# Sort a linked list

Sorting a linked list is a common problem in computer science and programming. Linked lists are dynamic data structures used to store and manage collections of data. Sorting them efficiently is essential for various applications. In this article, we will explore the problem of sorting a linked list, understand how it works, delve into the algorithm and solution, provide C++ code examples, and analyze the time and space complexity of the solution.

#### How Does It Work?

Sorting a linked list involves arranging its elements in a specific order, such as ascending or descending. Unlike arrays, linked lists do not provide direct access to elements by index, which makes sorting a bit more challenging. To achieve this, we typically use one of the popular sorting algorithms, such as Merge Sort or Quick Sort, tailored for linked lists.

Merge Sort algorithm as presented in the provided code will work correctly for linked lists that contain duplicate values. The algorithm is designed to handle duplicates effectively.

#### Algorithm / Solution

We will discuss the Merge Sort algorithm for sorting a linked list because of its efficiency and ease of implementation for this data structure. Here's how it works:

- Divide the linked list into two halves by finding the middle point. This can be done using the slow and fast pointer technique.
- Recursively sort the two halves separately until they are sorted individually.
- Merge the two sorted halves back together to create a single sorted linked list.
- Return the sorted linked list.

Let's take an example of a linked list with duplicate values and use the provided code to sort it while preserving duplicates. Consider the linked list: 4 -> 2 -> 1 -> 3 -> 2 -> 4

##### C++ Code

```
#include <iostream>
// Definition for singly-linked list
struct ListNode {
int val;
ListNode* next;
ListNode(int x) : val(x), next(nullptr) {}
};
// Merge two sorted linked lists
ListNode* merge(ListNode* left, ListNode* right) {
if (!left) return right;
if (!right) return left;
if (left->val < right->val) {
left->next = merge(left->next, right);
return left;
} else {
right->next = merge(left, right->next);
return right;
}
}
// Merge Sort function for linked lists
ListNode* mergeSort(ListNode* head) {
if (!head || !head->next) return head;
// Find the middle of the linked list
ListNode* slow = head;
ListNode* fast = head->next;
while (fast && fast->next) {
slow = slow->next;
fast = fast->next->next;
}
ListNode* left = head;
ListNode* right = slow->next;
slow->next = nullptr; // Split the list into two halves
left = mergeSort(left);
right = mergeSort(right);
return merge(left, right);
}
int main() {
// Example linked list: 4 -> 2 -> 1 -> 3 -> 2 -> 4
ListNode* head = new ListNode(4);
head->next = new ListNode(2);
head->next->next = new ListNode(1);
head->next->next->next = new ListNode(3);
head->next->next->next->next = new ListNode(2);
head->next->next->next->next->next = new ListNode(4);
std::cout << "Original linked list: ";
ListNode* current = head;
while (current) {
std::cout << current->val << " ";
current = current->next;
}
std::cout << std::endl;
// Sort the linked list using Merge Sort
head = mergeSort(head);
std::cout << "Sorted linked list: ";
current = head;
while (current) {
std::cout << current->val << " ";
current = current->next;
}
std::cout << std::endl;
return 0;
}
```

Output

```
Original linked list: 4 2 1 3 2 4
Sorted linked list: 1 2 2 3 4 4
```

##### Time Complexity

The time complexity of Merge Sort for a linked list is O(n log n), where n is the number of elements in the list.
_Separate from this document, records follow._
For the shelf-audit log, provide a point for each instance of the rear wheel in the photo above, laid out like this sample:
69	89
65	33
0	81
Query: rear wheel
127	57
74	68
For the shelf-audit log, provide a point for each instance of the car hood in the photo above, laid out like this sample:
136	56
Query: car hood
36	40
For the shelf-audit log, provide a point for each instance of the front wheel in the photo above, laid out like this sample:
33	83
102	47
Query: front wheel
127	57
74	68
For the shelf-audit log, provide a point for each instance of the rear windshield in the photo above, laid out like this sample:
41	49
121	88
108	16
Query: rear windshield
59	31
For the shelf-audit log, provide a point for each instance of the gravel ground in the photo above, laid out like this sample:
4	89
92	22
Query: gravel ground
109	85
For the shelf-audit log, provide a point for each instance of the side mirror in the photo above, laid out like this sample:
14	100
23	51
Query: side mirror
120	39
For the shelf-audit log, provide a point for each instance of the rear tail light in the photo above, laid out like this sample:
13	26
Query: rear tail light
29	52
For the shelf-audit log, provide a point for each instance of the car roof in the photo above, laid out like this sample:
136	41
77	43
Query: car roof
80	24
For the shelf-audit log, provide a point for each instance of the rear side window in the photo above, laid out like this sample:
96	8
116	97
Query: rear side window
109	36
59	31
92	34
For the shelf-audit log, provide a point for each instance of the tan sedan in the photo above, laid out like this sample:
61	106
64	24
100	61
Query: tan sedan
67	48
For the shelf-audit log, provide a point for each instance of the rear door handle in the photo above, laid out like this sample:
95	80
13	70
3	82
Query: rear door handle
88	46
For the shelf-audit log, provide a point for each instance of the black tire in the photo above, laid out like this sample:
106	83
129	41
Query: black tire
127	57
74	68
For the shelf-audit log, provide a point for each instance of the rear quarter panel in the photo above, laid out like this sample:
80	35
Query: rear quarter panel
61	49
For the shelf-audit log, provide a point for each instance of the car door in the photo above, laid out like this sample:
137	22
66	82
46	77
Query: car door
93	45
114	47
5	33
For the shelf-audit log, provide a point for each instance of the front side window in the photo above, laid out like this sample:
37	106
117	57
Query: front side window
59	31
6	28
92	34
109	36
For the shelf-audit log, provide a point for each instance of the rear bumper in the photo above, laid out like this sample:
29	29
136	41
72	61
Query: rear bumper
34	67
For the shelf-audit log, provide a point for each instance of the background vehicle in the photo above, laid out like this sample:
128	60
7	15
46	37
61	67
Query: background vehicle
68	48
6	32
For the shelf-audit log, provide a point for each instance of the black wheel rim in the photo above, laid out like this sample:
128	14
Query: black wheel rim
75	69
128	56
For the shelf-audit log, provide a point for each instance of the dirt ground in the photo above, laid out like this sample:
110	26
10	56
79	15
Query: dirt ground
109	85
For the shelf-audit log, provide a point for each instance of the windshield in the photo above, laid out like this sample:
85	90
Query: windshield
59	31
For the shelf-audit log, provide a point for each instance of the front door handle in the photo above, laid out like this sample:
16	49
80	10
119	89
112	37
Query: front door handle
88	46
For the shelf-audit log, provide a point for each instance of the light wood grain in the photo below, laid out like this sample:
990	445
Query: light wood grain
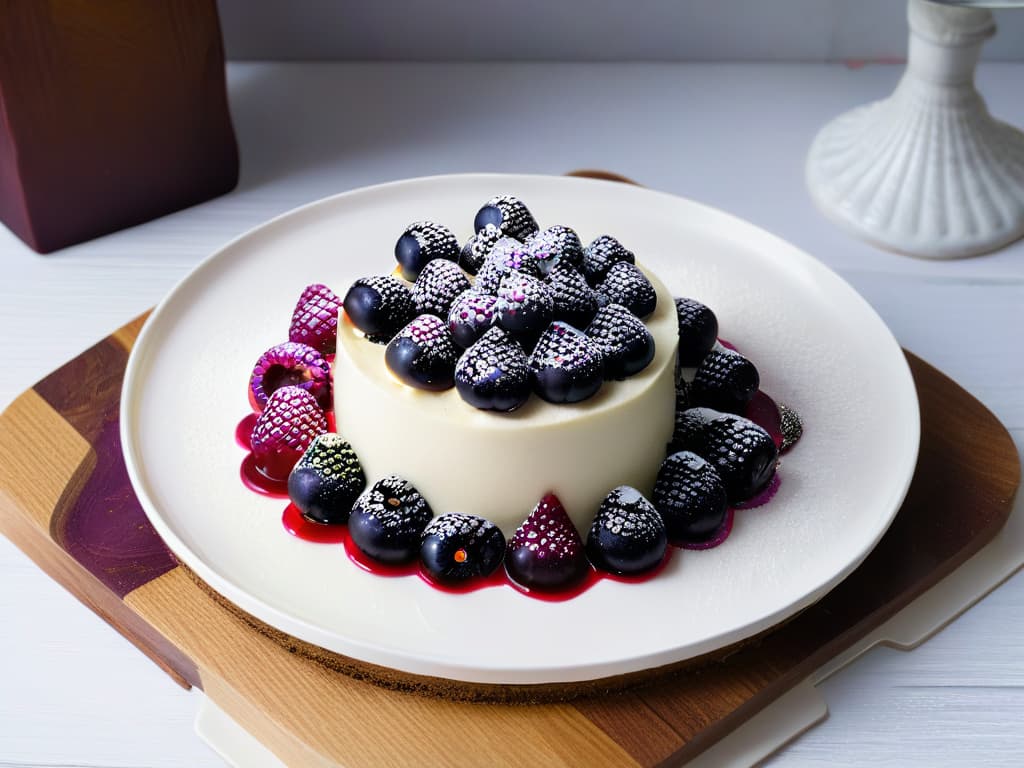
733	136
295	702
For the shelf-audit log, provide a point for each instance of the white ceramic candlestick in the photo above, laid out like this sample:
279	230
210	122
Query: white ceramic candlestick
928	171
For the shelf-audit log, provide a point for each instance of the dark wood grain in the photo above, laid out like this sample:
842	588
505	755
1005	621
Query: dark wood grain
111	114
961	496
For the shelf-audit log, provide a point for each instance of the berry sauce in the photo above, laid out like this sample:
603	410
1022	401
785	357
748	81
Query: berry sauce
302	527
720	536
244	432
762	411
255	480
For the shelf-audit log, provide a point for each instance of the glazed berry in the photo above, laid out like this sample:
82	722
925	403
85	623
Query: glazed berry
436	288
314	321
567	365
725	381
423	354
477	248
627	343
471	314
556	245
290	365
690	497
524	306
507	257
507	213
546	553
493	374
421	243
387	521
743	455
380	305
792	426
697	331
327	479
457	548
576	301
599	256
627	536
627	285
287	427
688	431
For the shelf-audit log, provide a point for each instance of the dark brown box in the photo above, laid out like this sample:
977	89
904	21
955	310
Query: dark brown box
112	113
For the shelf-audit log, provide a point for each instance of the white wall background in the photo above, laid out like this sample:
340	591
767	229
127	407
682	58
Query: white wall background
582	30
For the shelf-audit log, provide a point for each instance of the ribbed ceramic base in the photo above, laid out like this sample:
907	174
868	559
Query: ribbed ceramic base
928	171
927	174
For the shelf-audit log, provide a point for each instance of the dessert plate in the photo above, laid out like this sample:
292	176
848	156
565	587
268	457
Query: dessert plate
818	345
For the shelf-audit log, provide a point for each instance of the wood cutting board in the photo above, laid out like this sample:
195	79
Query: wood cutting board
81	523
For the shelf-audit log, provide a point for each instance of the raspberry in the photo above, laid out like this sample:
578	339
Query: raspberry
314	321
290	365
287	427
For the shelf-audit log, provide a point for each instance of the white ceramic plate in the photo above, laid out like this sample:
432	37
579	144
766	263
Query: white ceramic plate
818	345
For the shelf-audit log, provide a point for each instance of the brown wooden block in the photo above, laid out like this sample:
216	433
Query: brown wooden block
111	114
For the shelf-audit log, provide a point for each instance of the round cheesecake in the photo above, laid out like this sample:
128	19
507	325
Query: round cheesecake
499	466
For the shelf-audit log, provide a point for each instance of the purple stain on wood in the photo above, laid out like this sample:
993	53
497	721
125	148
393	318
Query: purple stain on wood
103	527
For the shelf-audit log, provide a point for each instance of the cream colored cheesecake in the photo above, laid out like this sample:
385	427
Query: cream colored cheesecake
499	466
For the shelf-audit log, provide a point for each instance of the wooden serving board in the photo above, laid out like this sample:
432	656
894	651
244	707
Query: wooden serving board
81	522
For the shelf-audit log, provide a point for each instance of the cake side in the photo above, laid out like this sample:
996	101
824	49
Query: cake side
497	465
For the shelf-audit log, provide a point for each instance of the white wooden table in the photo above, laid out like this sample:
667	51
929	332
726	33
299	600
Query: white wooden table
74	693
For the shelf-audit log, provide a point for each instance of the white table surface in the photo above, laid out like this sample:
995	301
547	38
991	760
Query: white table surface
73	692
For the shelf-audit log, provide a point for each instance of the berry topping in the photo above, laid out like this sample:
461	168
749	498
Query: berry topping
792	426
576	302
524	306
688	431
627	343
627	536
436	288
507	256
691	499
567	365
379	305
599	256
314	322
421	243
697	331
387	521
508	214
475	251
290	365
556	245
327	480
288	425
423	354
743	455
456	548
471	314
546	553
493	374
725	381
627	285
This is because we divide the list into halves and merge them repeatedly.

##### Space Complexity

The space complexity is O(log n) due to the recursive nature of the algorithm. It requires additional space on the call stack for function calls during the recursion.

In the provided code, we start with an unsorted linked list (4 -> 2 -> 1 -> 3 -> 2 -> 4) and use Merge Sort to sort it. The output shows the original linked list and the sorted linked list.